Who could tell if his mother would ever relent and forgive? And if she did not, might she not decide to leave Denestornya away from the family, thereby disinheriting him for ever? Balint remembered well the instructions that his dying father had written to guide his young widow in running the place after his death. In that thick copy-book in which Tamas Abady had also inscribed exactly how he had wanted his son brought up, there was a sinister paragraph in which the dying man had specified that if the eight-year-old boy did not survive, and if the widow did not remarry, she was not to will the lands and the Abady fortune to distant relatives but rather give it to some worthy foundation such as the University of Nagyenyed, in some fashion which would preserve the name of Abady.
He had been told this several times by his mother. He did not really believe that this was what she would now do, but it was by no means impossible, for he knew how implacable she could be once her mind was made up. Now that she had been deeply hurt, her anger might lead her to interpret her late husband’s instructions in just such an unforgiving fashion. It was for this reason that he had said his goodbyes before he told his mother that he was going ahead with his plans to marry Adrienne.
Now that he was leaving the sense of loss and the pain of farewell were doubly poignant. The car was moving swiftly to the east along the crest above the village. Below him he could see the church and the square block of his grandfather’s old manor-house. Beside them the giant trees of the park stretched out towards the plain. There too was the winding course of the Aranyos river, the great wheat-fields to the west and the gallops where they had trained the young horses. Then, all of a sudden, they had turned a corner and everything was lost to sight. A few moments later they had descended towards the Keresztes meadows and from there the car sped onwards to the north.

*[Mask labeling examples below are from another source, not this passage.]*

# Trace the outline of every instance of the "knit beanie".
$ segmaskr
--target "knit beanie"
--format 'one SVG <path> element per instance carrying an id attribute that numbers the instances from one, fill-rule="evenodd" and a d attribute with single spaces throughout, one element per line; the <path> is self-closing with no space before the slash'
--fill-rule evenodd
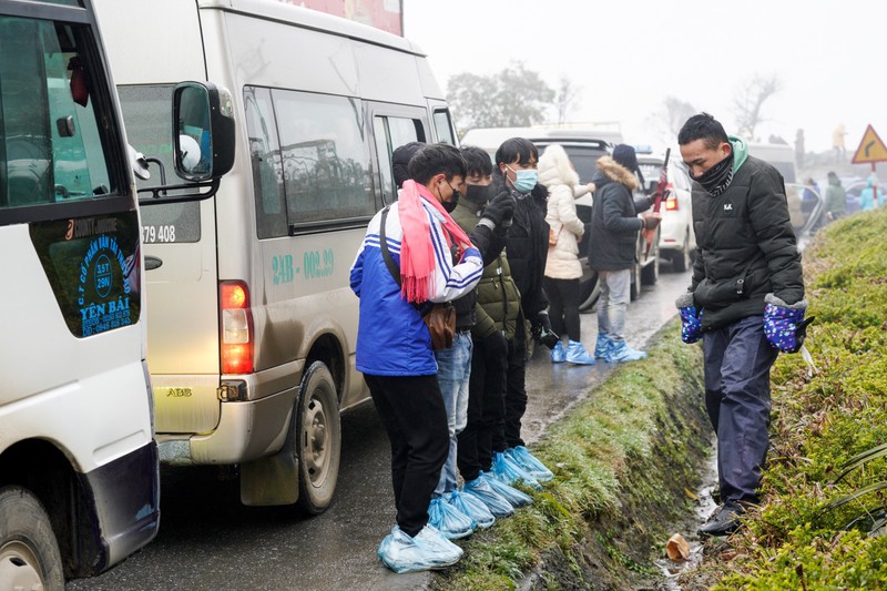
<path id="1" fill-rule="evenodd" d="M 638 172 L 638 156 L 634 149 L 626 144 L 619 144 L 613 149 L 613 160 L 625 166 L 631 172 Z"/>

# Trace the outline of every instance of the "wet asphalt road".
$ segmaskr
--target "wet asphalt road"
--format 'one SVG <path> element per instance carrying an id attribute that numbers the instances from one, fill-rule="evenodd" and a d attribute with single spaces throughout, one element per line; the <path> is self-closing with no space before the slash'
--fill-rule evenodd
<path id="1" fill-rule="evenodd" d="M 626 338 L 641 348 L 672 318 L 674 299 L 690 273 L 663 272 L 629 308 Z M 582 315 L 583 342 L 597 337 L 594 314 Z M 544 428 L 605 378 L 610 367 L 552 365 L 547 349 L 527 369 L 529 407 L 524 439 Z M 71 581 L 81 590 L 408 590 L 428 573 L 394 574 L 376 547 L 394 524 L 388 439 L 370 404 L 341 417 L 343 448 L 336 498 L 308 518 L 279 508 L 243 507 L 236 479 L 216 468 L 161 471 L 161 528 L 157 538 L 111 571 Z"/>

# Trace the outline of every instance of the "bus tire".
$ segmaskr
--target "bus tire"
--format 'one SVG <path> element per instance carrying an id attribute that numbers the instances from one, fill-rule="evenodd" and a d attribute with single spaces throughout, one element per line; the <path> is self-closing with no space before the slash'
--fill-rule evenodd
<path id="1" fill-rule="evenodd" d="M 322 513 L 333 501 L 339 476 L 341 425 L 336 383 L 323 361 L 302 376 L 296 403 L 298 507 Z"/>
<path id="2" fill-rule="evenodd" d="M 40 500 L 22 487 L 0 488 L 0 589 L 63 591 L 59 543 Z"/>

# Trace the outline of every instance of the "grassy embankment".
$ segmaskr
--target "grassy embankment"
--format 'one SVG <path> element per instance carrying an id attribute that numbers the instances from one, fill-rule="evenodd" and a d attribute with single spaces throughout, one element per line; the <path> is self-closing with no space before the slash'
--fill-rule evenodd
<path id="1" fill-rule="evenodd" d="M 524 489 L 532 506 L 460 542 L 463 559 L 437 588 L 513 589 L 542 563 L 538 583 L 553 589 L 634 589 L 657 574 L 652 558 L 689 511 L 710 431 L 700 348 L 672 322 L 648 350 L 549 428 L 533 451 L 554 480 Z"/>
<path id="2" fill-rule="evenodd" d="M 847 460 L 887 441 L 886 238 L 881 208 L 829 225 L 804 253 L 817 371 L 799 355 L 774 366 L 765 502 L 713 548 L 703 570 L 720 578 L 716 589 L 887 589 L 887 536 L 865 531 L 884 490 L 828 505 L 887 481 L 880 458 L 835 482 Z M 860 516 L 863 527 L 848 528 Z"/>

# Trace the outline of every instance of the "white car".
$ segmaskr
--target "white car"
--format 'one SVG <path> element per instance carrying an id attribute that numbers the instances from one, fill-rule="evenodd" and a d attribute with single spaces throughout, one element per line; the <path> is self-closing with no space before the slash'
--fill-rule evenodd
<path id="1" fill-rule="evenodd" d="M 664 162 L 664 154 L 638 154 L 638 164 L 650 195 L 656 191 Z M 696 249 L 690 185 L 690 175 L 681 163 L 681 153 L 676 149 L 672 149 L 669 156 L 666 198 L 660 208 L 662 223 L 659 226 L 659 255 L 671 261 L 672 269 L 677 273 L 683 273 L 690 267 Z"/>

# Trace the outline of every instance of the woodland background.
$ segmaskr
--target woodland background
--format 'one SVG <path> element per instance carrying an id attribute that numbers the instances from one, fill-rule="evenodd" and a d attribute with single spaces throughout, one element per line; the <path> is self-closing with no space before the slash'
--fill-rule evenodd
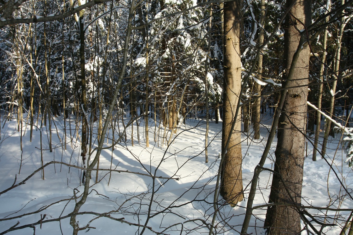
<path id="1" fill-rule="evenodd" d="M 24 178 L 21 183 L 17 182 L 17 175 L 14 179 L 9 177 L 8 181 L 15 182 L 2 186 L 0 197 L 6 197 L 37 172 L 44 180 L 46 167 L 60 164 L 80 170 L 74 183 L 77 185 L 73 186 L 74 195 L 69 199 L 73 205 L 72 211 L 55 219 L 58 221 L 70 218 L 73 234 L 90 228 L 90 222 L 83 225 L 77 221 L 77 217 L 86 214 L 97 216 L 94 220 L 104 217 L 130 223 L 137 228 L 134 233 L 139 234 L 146 230 L 157 234 L 169 234 L 170 231 L 207 233 L 199 231 L 197 226 L 183 230 L 178 223 L 178 226 L 170 225 L 170 231 L 161 231 L 151 227 L 149 221 L 155 212 L 151 205 L 163 207 L 154 197 L 158 191 L 155 191 L 158 184 L 155 181 L 159 177 L 156 175 L 158 167 L 154 174 L 140 159 L 137 162 L 143 166 L 142 172 L 134 173 L 144 174 L 153 181 L 145 193 L 131 196 L 140 200 L 139 206 L 132 208 L 136 210 L 134 216 L 146 216 L 144 222 L 117 218 L 112 215 L 119 214 L 119 210 L 80 211 L 92 192 L 92 184 L 108 177 L 108 174 L 98 177 L 100 171 L 109 170 L 110 174 L 114 171 L 120 172 L 112 167 L 112 153 L 110 167 L 103 165 L 106 168 L 100 168 L 101 153 L 112 153 L 120 146 L 130 152 L 136 148 L 144 153 L 143 149 L 156 156 L 151 153 L 160 148 L 164 150 L 164 153 L 158 154 L 163 156 L 161 163 L 167 153 L 170 154 L 171 147 L 185 134 L 183 128 L 190 130 L 201 126 L 204 140 L 193 143 L 202 148 L 188 152 L 190 154 L 204 156 L 207 163 L 209 147 L 219 139 L 221 142 L 217 142 L 217 157 L 211 150 L 212 161 L 217 163 L 211 169 L 214 170 L 215 166 L 219 168 L 209 181 L 215 184 L 208 195 L 213 194 L 214 201 L 206 200 L 213 210 L 212 216 L 198 220 L 203 223 L 200 225 L 202 229 L 206 228 L 209 234 L 225 231 L 247 234 L 256 208 L 251 195 L 253 200 L 259 193 L 256 191 L 261 187 L 257 183 L 261 179 L 260 172 L 268 171 L 274 173 L 272 185 L 277 185 L 273 187 L 271 195 L 280 196 L 274 199 L 270 195 L 269 202 L 267 198 L 269 208 L 280 206 L 291 212 L 288 216 L 271 215 L 269 213 L 273 211 L 268 210 L 266 219 L 262 219 L 263 223 L 255 227 L 264 226 L 268 229 L 263 232 L 271 234 L 284 231 L 297 234 L 302 229 L 308 234 L 330 234 L 325 228 L 334 224 L 342 229 L 341 234 L 353 233 L 351 206 L 340 210 L 340 207 L 335 205 L 335 211 L 338 212 L 333 222 L 327 212 L 332 209 L 329 208 L 330 203 L 325 214 L 321 213 L 322 208 L 317 209 L 320 212 L 309 213 L 301 202 L 305 157 L 306 161 L 331 159 L 330 148 L 341 148 L 344 152 L 342 162 L 347 164 L 342 164 L 347 168 L 345 171 L 351 172 L 353 166 L 353 128 L 350 126 L 353 125 L 352 7 L 353 1 L 344 0 L 0 1 L 0 148 L 9 146 L 5 141 L 10 128 L 19 133 L 15 141 L 22 151 L 17 159 L 20 159 L 18 174 L 24 147 L 28 142 L 40 143 L 40 146 L 36 147 L 41 150 L 37 163 L 40 165 L 34 164 L 33 174 L 26 172 L 30 177 Z M 228 19 L 236 22 L 231 23 L 230 28 Z M 234 34 L 230 36 L 233 30 Z M 234 51 L 228 50 L 233 47 L 227 44 L 230 41 L 231 45 L 237 45 Z M 299 54 L 302 53 L 304 55 Z M 300 61 L 303 63 L 299 64 Z M 237 72 L 232 70 L 234 68 Z M 291 101 L 298 97 L 303 99 Z M 292 108 L 300 109 L 288 111 Z M 198 121 L 193 121 L 192 126 L 190 120 Z M 214 125 L 219 122 L 222 123 L 217 124 L 216 134 Z M 209 134 L 210 124 L 213 125 L 212 135 Z M 285 126 L 289 124 L 290 128 Z M 281 132 L 286 129 L 290 131 Z M 270 148 L 274 153 L 276 148 L 271 144 L 277 134 L 279 143 L 276 157 L 270 158 L 270 167 L 265 168 L 265 161 L 270 161 Z M 299 140 L 292 142 L 291 153 L 282 154 L 289 156 L 280 157 L 280 149 L 283 149 L 281 146 L 284 144 L 279 140 L 294 136 Z M 262 158 L 257 159 L 260 162 L 257 166 L 257 162 L 254 165 L 253 178 L 249 187 L 243 187 L 241 163 L 246 156 L 242 153 L 241 146 L 246 142 L 265 143 L 256 152 Z M 42 146 L 43 143 L 47 144 L 47 149 Z M 55 157 L 54 161 L 43 160 L 43 154 L 53 154 L 49 153 L 57 149 L 72 155 L 78 154 L 77 161 L 63 160 L 62 154 L 60 161 Z M 7 161 L 5 158 L 1 161 Z M 287 169 L 283 171 L 276 161 L 285 159 L 291 163 L 284 166 Z M 295 161 L 299 159 L 301 160 L 297 164 Z M 326 161 L 328 169 L 334 171 L 333 160 Z M 151 160 L 149 162 L 150 168 Z M 178 170 L 183 164 L 176 167 Z M 26 164 L 23 166 L 29 163 Z M 297 167 L 299 169 L 293 169 Z M 70 168 L 65 169 L 69 172 Z M 124 171 L 127 170 L 120 170 Z M 336 174 L 342 186 L 335 193 L 339 195 L 337 201 L 341 205 L 343 198 L 348 198 L 351 205 L 351 185 L 342 180 L 343 171 L 341 177 Z M 167 181 L 175 180 L 176 174 L 163 177 Z M 291 187 L 290 179 L 295 177 L 298 180 Z M 195 183 L 199 179 L 196 179 Z M 82 191 L 78 194 L 76 187 L 80 184 Z M 235 185 L 240 187 L 235 188 L 238 186 Z M 285 192 L 285 188 L 289 191 Z M 147 200 L 150 203 L 140 215 L 139 210 L 145 205 L 143 202 L 147 198 L 145 193 L 150 195 Z M 236 208 L 243 197 L 247 204 L 243 205 L 246 211 L 242 214 L 244 222 L 240 223 L 241 228 L 227 224 L 227 218 L 217 217 L 220 208 L 230 207 L 228 204 Z M 206 199 L 192 201 L 197 200 Z M 174 206 L 170 204 L 155 214 L 174 213 Z M 37 228 L 40 224 L 41 228 L 42 223 L 55 222 L 46 214 L 42 216 L 41 210 L 28 214 L 40 214 L 38 222 L 29 223 L 23 228 L 19 222 L 9 224 L 1 234 Z M 340 214 L 343 211 L 350 214 Z M 10 218 L 15 221 L 26 215 Z M 4 215 L 0 222 L 9 220 L 5 219 L 8 216 Z M 280 224 L 274 224 L 269 218 L 276 216 L 287 218 Z M 221 221 L 217 225 L 216 218 Z M 220 224 L 227 228 L 217 231 Z"/>

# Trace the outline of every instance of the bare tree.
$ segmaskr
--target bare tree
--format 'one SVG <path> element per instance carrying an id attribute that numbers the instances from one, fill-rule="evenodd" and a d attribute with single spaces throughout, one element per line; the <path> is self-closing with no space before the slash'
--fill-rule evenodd
<path id="1" fill-rule="evenodd" d="M 225 3 L 222 182 L 220 193 L 232 206 L 243 200 L 240 112 L 236 112 L 241 79 L 240 57 L 241 5 L 238 0 Z M 235 124 L 233 125 L 233 122 Z M 229 143 L 227 143 L 229 141 Z"/>
<path id="2" fill-rule="evenodd" d="M 291 5 L 287 0 L 286 5 Z M 301 33 L 311 24 L 311 2 L 296 2 L 285 26 L 285 68 L 288 86 L 278 125 L 272 184 L 264 227 L 271 234 L 300 231 L 300 215 L 305 139 L 306 124 L 309 40 Z"/>

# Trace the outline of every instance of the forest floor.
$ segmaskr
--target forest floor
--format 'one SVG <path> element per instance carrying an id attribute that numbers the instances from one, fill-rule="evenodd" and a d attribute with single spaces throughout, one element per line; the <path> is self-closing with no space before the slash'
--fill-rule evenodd
<path id="1" fill-rule="evenodd" d="M 47 126 L 34 130 L 30 142 L 29 125 L 24 122 L 21 150 L 20 132 L 17 131 L 16 121 L 7 120 L 4 123 L 4 120 L 1 118 L 0 192 L 20 182 L 40 167 L 42 159 L 44 164 L 54 160 L 82 166 L 80 139 L 77 138 L 80 130 L 75 129 L 74 117 L 70 118 L 71 121 L 67 119 L 66 123 L 66 150 L 62 144 L 64 136 L 62 116 L 53 119 L 51 152 L 49 150 Z M 270 128 L 270 116 L 265 115 L 262 118 L 268 119 L 263 123 L 265 124 L 261 128 L 261 140 L 252 141 L 251 133 L 249 138 L 246 134 L 242 136 L 245 199 L 238 204 L 239 206 L 232 208 L 223 205 L 224 201 L 218 196 L 219 209 L 215 217 L 214 230 L 217 234 L 238 234 L 241 229 L 249 183 L 262 154 Z M 128 119 L 125 118 L 126 120 Z M 95 219 L 90 222 L 90 228 L 79 234 L 140 234 L 145 225 L 148 227 L 143 232 L 146 234 L 208 234 L 208 227 L 214 212 L 213 203 L 221 151 L 221 123 L 210 124 L 209 161 L 205 163 L 206 124 L 204 120 L 187 119 L 186 124 L 181 125 L 176 134 L 172 136 L 171 144 L 168 146 L 164 143 L 161 147 L 164 129 L 161 128 L 158 132 L 157 127 L 156 131 L 159 133 L 160 137 L 156 135 L 158 141 L 155 142 L 155 122 L 151 119 L 149 120 L 149 147 L 145 147 L 144 122 L 141 119 L 138 120 L 140 144 L 135 124 L 133 147 L 130 126 L 127 129 L 126 143 L 119 142 L 113 150 L 110 148 L 102 151 L 99 168 L 120 171 L 98 171 L 96 184 L 94 184 L 96 172 L 92 172 L 91 192 L 80 210 L 90 213 L 78 215 L 77 219 L 80 227 L 86 225 L 89 221 Z M 121 131 L 123 128 L 121 122 L 119 123 L 120 129 L 116 127 L 114 139 L 118 137 L 119 130 Z M 96 129 L 94 130 L 94 132 L 96 131 Z M 168 135 L 164 139 L 167 140 L 171 132 L 166 133 Z M 112 129 L 106 136 L 108 138 L 105 147 L 110 146 L 113 138 Z M 97 141 L 96 135 L 92 137 L 93 148 L 96 146 Z M 352 200 L 343 188 L 344 186 L 352 194 L 353 172 L 345 162 L 346 153 L 344 147 L 339 143 L 340 137 L 340 134 L 337 134 L 336 138 L 331 139 L 326 160 L 318 158 L 316 162 L 311 160 L 313 147 L 308 143 L 302 194 L 304 205 L 353 208 Z M 273 167 L 276 142 L 275 138 L 264 166 L 265 168 Z M 94 156 L 94 154 L 92 157 Z M 11 227 L 15 229 L 41 221 L 40 224 L 35 226 L 35 230 L 29 227 L 8 234 L 32 234 L 35 230 L 36 234 L 72 234 L 73 229 L 69 216 L 60 222 L 55 221 L 55 219 L 72 212 L 75 203 L 73 196 L 79 196 L 83 191 L 82 173 L 80 169 L 52 164 L 46 167 L 44 172 L 41 171 L 34 174 L 25 184 L 2 193 L 0 234 Z M 42 179 L 43 174 L 44 180 Z M 151 176 L 180 179 L 177 180 Z M 262 172 L 253 205 L 258 206 L 258 209 L 253 211 L 255 215 L 252 218 L 248 230 L 250 234 L 263 233 L 262 227 L 271 182 L 270 172 Z M 337 212 L 324 209 L 310 209 L 308 211 L 313 216 L 311 218 L 307 216 L 309 221 L 315 218 L 336 225 L 323 229 L 323 232 L 327 234 L 340 234 L 351 214 L 349 211 Z M 100 217 L 97 216 L 97 213 L 100 214 Z M 112 219 L 108 216 L 121 220 Z M 48 222 L 50 220 L 53 222 Z M 317 223 L 312 223 L 317 229 L 320 229 Z M 304 224 L 302 224 L 304 228 Z M 307 232 L 303 231 L 301 234 L 307 234 Z"/>

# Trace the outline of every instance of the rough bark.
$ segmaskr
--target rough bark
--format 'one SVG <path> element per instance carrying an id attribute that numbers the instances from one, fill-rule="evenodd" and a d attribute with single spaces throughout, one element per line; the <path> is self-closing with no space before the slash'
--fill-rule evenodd
<path id="1" fill-rule="evenodd" d="M 292 0 L 287 0 L 287 6 Z M 297 234 L 300 215 L 296 206 L 301 202 L 305 156 L 307 78 L 310 50 L 300 31 L 311 22 L 311 1 L 297 2 L 286 20 L 285 68 L 288 89 L 278 125 L 276 161 L 265 227 L 270 234 Z M 295 56 L 294 57 L 294 56 Z M 288 205 L 288 204 L 290 205 Z"/>
<path id="2" fill-rule="evenodd" d="M 240 112 L 235 113 L 241 88 L 241 65 L 240 58 L 240 27 L 241 6 L 234 0 L 224 4 L 223 128 L 220 193 L 232 206 L 243 200 Z M 234 128 L 232 124 L 236 119 Z M 226 149 L 227 140 L 229 143 Z"/>

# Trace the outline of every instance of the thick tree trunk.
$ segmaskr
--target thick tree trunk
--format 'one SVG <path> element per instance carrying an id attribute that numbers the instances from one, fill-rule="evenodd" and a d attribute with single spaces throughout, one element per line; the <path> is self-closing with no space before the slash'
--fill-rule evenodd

Then, briefly, the great castle could be seen again, immutable and ageless on its slight elevation above the plain-lands, the long western wing golden in the afternoon sunlight, the copper roofs of the sturdy corner towers glinting green against the blue sky. He could even see the veranda where he used to breakfast with his mother. Balint had hardly taken it all in when the vision disappeared once again, shrouded from his view by the intervening trees. For a while longer the roofs and the towers could still be seen etched solid above the sea of green leaves but soon they grew ever more distant, further and further away, until at last for ever unattainable.
Even so Balint still looked back. With death in his heart it was like gazing into some deeply loved face he would never see again.
Now they were driving through the street of little houses which was the village of Gyeres. Denestornya might have been a thousand miles away.
Chapter Four
THE RAIN FELL STEADILY, sometimes more and sometimes less, but it never stopped.
Abady had come up to the mountains three days before.
When he had so painfully torn himself away from home he had had only one idea: to see Adrienne. Accordingly, after packing up all his things at the Abady house in Kolozsvar, he had driven to the forests near Hunyad. He had left the car at the top of the ridge and come down alone and on foot; and there it was that they met, in the little cabin that Balint had built, and had spent just a brief hour or two together, for Adrienne could never get away for longer, and there they had sheltered together against the insistent rain and against the whole world.